Meal Type
Breakfast
Cuisine
Japanese
Author
Jessica Lord
Serves
3
Preparation Time
5 minutes
Cooking Time
5 minutes

Ingredients

Soup Base

  • 8g Instant Kombu Dashi
  • 5 g Instant Bonito or Shitake Dashi
  • 3 cups water
  • 1 - 2 tsp soy sauce, tamari
  • 1 - 2 Tbsp Miso paste, red or white.

Optional Fillings

  • Leftover tofu
  • Slice green onions
  • Re-hydrated wakame seaweed
  • Re-hydrated shitake, sliced

Instructions

  1. Select vegan, gluten free or traditional.
  2. If you have both stock pre-made in liquid form, simply use 2 cups kombu to 1 cup alternative flavour dashi.
  3. Prepare optional fillings and transfer to serving bowls.
  4. Combine stock or stock powder/ granules and water and bring to the boil, add the soy sauce and stir, reduce heat to low.
  5. Using a fine mesh strainer, dissolve 1-2 Tbsp of miso paste into the dashi broth to ensure there are no lumps, (miso paste tends to vary). 6, Once combined, taste test and add extra miso or soy sauce if required.
  6. Serve by ladling the soup base into the prepared bowls, over the optional ingredients if using.
  7. Miso Soup is served with chopsticks, allowing you to select the optional ingredients individually, stir and drink the soup from the bowl.

Notes

  • You can substitute tamari for the soy sauce, but remember to check the miso paste, there shouldn't be a problem, but best to be safe.
  • Miso paste comes in many different flavours and textures depending on which beans are used and which country manufactures it, using a mesh strainer helps you keep a smooth soup whilst still using whichever miso you prefer, we have had great results from Japanese red and white miso, as well as a korean miso which had a richer ferment and a chunkier texture.
  • Traditional miso uses kombu and katsu/ bonito dashi and has silken tofu, wakame, green onions and sometimes baby clams.
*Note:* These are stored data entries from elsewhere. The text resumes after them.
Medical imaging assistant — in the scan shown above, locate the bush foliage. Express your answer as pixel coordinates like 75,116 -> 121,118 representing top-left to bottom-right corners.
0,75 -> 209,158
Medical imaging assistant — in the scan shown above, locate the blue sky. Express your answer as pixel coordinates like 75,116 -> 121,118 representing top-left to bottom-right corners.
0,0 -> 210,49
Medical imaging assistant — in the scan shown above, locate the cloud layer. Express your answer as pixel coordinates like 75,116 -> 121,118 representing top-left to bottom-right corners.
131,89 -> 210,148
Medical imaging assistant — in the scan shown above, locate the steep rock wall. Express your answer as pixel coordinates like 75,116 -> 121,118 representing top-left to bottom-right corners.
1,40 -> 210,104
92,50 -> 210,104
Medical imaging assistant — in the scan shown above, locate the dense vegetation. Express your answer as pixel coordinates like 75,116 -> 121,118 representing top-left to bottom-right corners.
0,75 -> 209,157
Everyone has their own way of making miso, but if you object to any of the traditional ingredients, best to check before ordering this soup on blind faith in an Asian Country... Owen this means you.
  • All Miso soup is dairy free, refined sugar free, and it will always contain salt, but given your choices regarding stock and optional extras it can be gluten free or even vegan.